Em 16 de maio de 1988, estreava um dos maiores sucessos da TV brasileira: a novela Vale Tudo, escrita por Gilberto Braga, Aguinaldo Silva e Leonor Bassères, e dirigida por Denis Carvalho e Ricardo Waddington.
Foram três reprises com grande repercussão: uma no Vale a Pena Ver de Novo, em 1992, e duas no canal Viva, entre 2010 e 2011 e entre 2018 e 2019. Recentemente, a novela também entrou no catálogo do Globoplay.
Há uns três anos, promovi uma pesquisa com críticos, jornalistas e estudiosos da TV brasileira na qual pedi que apontassem as melhores novelas de todos os tempos. Vale Tudo foi unanimidade.
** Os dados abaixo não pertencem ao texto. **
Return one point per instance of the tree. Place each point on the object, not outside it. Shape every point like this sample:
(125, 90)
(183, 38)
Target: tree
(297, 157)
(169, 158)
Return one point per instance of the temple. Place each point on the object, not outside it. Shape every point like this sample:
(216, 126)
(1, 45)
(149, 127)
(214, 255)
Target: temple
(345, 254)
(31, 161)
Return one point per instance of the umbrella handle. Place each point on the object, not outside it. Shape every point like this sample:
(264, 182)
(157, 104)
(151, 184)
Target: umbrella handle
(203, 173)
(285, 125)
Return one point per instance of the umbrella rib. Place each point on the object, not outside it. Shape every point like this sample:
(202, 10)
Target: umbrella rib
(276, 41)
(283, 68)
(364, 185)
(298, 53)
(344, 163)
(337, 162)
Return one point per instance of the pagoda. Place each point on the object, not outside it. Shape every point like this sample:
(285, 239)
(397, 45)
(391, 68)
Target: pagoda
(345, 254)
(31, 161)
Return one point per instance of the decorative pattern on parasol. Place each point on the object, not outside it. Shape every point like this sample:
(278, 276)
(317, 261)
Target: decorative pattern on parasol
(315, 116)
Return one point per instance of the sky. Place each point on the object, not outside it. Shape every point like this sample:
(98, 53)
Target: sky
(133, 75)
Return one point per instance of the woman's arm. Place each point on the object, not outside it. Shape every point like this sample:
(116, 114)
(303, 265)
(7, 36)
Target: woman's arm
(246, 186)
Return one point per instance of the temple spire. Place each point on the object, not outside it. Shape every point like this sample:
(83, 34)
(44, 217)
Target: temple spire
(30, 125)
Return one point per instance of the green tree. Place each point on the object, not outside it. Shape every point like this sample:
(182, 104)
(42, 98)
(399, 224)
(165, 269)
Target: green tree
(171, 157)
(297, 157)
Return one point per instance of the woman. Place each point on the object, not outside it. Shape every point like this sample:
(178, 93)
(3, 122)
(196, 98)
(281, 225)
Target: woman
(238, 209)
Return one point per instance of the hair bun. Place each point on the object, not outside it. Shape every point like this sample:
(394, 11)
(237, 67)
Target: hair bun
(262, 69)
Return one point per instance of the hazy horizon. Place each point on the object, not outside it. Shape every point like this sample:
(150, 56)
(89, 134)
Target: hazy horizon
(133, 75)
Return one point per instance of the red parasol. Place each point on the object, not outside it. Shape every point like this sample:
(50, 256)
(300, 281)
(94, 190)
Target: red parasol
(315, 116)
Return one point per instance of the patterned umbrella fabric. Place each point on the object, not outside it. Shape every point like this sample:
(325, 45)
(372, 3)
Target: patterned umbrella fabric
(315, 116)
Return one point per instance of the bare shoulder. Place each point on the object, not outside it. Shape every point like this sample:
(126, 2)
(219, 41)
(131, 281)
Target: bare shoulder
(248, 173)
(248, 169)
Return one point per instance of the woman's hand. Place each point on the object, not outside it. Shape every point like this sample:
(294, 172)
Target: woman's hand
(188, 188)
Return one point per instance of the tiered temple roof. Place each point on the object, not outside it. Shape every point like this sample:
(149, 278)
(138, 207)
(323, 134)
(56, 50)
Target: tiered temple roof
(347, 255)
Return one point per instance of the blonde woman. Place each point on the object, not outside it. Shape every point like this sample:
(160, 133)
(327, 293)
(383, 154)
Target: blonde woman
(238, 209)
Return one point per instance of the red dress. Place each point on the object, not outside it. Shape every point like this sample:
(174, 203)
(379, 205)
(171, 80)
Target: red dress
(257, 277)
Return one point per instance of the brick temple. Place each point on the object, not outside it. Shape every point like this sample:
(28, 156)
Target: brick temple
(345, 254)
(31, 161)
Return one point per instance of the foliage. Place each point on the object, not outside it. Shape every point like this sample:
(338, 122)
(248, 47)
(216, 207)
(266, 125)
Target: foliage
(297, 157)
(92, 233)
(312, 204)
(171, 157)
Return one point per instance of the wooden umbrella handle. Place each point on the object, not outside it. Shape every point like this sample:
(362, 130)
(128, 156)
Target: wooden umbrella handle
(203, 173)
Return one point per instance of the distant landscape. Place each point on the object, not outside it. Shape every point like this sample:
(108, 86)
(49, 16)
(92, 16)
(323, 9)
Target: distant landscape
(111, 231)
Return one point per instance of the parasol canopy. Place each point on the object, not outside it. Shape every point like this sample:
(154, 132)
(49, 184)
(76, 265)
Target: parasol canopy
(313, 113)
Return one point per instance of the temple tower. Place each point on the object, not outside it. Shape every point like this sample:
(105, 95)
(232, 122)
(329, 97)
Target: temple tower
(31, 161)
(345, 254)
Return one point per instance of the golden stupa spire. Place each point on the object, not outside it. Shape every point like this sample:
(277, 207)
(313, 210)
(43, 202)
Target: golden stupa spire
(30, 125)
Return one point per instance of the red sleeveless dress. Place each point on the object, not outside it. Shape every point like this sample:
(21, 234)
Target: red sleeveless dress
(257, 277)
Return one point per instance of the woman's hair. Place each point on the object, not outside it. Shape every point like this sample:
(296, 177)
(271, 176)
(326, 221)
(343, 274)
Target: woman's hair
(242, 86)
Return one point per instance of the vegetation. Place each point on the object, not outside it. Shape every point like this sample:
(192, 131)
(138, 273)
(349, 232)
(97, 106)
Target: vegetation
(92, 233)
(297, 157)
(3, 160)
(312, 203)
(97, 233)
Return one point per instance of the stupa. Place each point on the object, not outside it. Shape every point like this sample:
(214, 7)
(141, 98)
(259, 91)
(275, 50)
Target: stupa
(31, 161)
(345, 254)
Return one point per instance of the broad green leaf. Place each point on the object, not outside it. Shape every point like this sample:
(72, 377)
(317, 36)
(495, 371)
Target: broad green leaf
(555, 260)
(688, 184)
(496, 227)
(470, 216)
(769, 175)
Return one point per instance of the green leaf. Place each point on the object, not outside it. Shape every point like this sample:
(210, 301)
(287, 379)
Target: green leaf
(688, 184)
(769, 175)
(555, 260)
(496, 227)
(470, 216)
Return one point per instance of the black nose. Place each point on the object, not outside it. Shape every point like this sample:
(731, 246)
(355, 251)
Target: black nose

Listo abaixo 10 motivos pelos quais a considero imbatível, mesmo após mais de três décadas da sua estreia.
Confira:
Obra atemporal
Em 1988, não havia smartphones, internet, nem redes sociais. No entanto, Vale Tudo nunca deixou de ser atual. Entretenimento com pretensões de discutir e fazer refletir, a novela uniu folhetim a crítica social a partir de uma pergunta comum aos brasileiros: “Vale a pena ser honesto no Brasil?“.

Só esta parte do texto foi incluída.